Hommes et femmes politiques français
    Né le 27/01/1970Manosque, France

    Biographie

    Marie-José Allemand, née Marie-José Mylène Sérène Martel le 27 janvier 1970 à Manosque, est une femme politique française et éleveuse de brebis. Elle grandit dans les Hautes-Alpes et s'engage tôt dans la vie professionnelle agricole, travaillant au sein d'un GAEC avec son mari et son fils. Son parcours est marqué par son engagement syndical et politique, notamment au sein du Parti socialiste (PS), qu'elle rejoint au début des années 2000. Elle devient une figure locale en tant que cadre de la FRSEA Provence-Alpes-Côte d'Azur et présidente de l'association « Ciel d'Azur », qui remporte une médaille d'argent au Concours général agricole en 2024.

    Son engagement politique débute dans les années 1990, lorsqu'elle s'oppose à la fermeture d'une école. Elle se présente aux élections cantonales de 2011 dans le canton de Gap-Centre, où elle obtient 17,08 % des voix sans se qualifier pour le second tour. Entre 2012 et 2017, elle est assistante parlementaire de la députée socialiste Karine Berger. En 2020, elle mène une liste aux élections municipales à Gap, terminant troisième avec 13,07 % des suffrages. Elle reste conseillère municipale d'opposition.

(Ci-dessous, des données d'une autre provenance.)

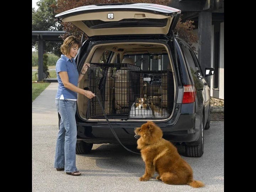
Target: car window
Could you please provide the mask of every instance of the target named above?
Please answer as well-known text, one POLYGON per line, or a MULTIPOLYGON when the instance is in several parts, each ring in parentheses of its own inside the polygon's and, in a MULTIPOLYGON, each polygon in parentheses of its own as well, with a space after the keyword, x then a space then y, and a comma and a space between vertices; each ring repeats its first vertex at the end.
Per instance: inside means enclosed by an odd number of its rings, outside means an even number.
POLYGON ((188 48, 183 43, 181 44, 181 47, 184 53, 185 62, 187 66, 189 67, 191 74, 194 75, 197 74, 197 71, 199 69, 198 68, 197 70, 194 59, 188 48))
POLYGON ((199 64, 199 61, 198 60, 198 59, 197 59, 196 54, 195 54, 194 53, 191 49, 190 49, 190 53, 191 55, 192 55, 192 56, 194 59, 195 66, 196 66, 196 70, 197 74, 202 76, 203 74, 202 73, 202 69, 201 69, 201 67, 199 64))
POLYGON ((107 63, 112 53, 112 51, 109 50, 104 51, 98 61, 98 63, 107 63))
POLYGON ((170 61, 167 53, 159 54, 162 59, 150 59, 150 55, 148 54, 126 54, 125 57, 131 58, 134 60, 135 65, 142 70, 145 71, 161 71, 170 69, 170 61))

    En 2021, elle est tête de liste de l'union de la gauche pour les élections régionales en Provence-Alpes-Côte d'Azur, mais n'est pas élue. En 2024, elle est investie par le Nouveau Front populaire pour les élections législatives dans la première circonscription des Hautes-Alpes. Arrivée en deuxième position au premier tour avec 30,47 % des voix, elle est élue députée au second tour avec 51,64 % des suffrages, après le retrait de la candidate Renaissance pour faire barrage au Rassemblement national.

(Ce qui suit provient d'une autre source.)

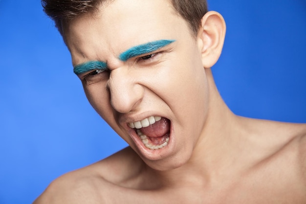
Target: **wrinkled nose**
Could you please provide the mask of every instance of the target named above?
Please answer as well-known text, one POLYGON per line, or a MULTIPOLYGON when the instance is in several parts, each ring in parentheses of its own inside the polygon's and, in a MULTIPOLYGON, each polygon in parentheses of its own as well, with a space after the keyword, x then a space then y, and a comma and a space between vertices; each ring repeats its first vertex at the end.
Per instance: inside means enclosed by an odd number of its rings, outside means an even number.
POLYGON ((125 68, 112 70, 107 86, 110 92, 110 103, 119 113, 132 111, 143 96, 143 88, 137 83, 135 76, 130 74, 125 68))

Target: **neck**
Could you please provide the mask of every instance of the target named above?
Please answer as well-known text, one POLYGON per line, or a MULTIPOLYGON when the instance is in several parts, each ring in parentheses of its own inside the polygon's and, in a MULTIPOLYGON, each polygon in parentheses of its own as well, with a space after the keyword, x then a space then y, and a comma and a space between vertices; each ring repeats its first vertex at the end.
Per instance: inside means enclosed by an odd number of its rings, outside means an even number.
POLYGON ((186 182, 182 179, 184 177, 188 181, 194 178, 194 181, 214 182, 232 177, 229 174, 234 172, 237 175, 237 172, 243 170, 244 167, 239 165, 235 165, 235 169, 232 166, 233 162, 237 163, 240 159, 241 152, 239 147, 243 145, 244 134, 241 130, 243 130, 241 118, 235 115, 223 101, 211 70, 207 69, 210 99, 206 121, 188 162, 171 172, 161 173, 163 177, 167 178, 167 182, 171 183, 172 178, 172 181, 177 184, 178 177, 182 182, 186 182), (178 175, 180 176, 178 177, 178 175))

    Son mandat parlementaire est marqué par son opposition à l'accord de libre-échange avec le MERCOSUR, qu'elle critique pour affaiblir la position de la France. Son parcours est également marqué par des controverses, notamment un conflit avec des bergers embauchés sans contrat par le groupement pastoral dont elle était membre, conduisant à une condamnation aux prud'hommes en 2023. Elle a également été déboutée dans ses plaintes contre ces bergers.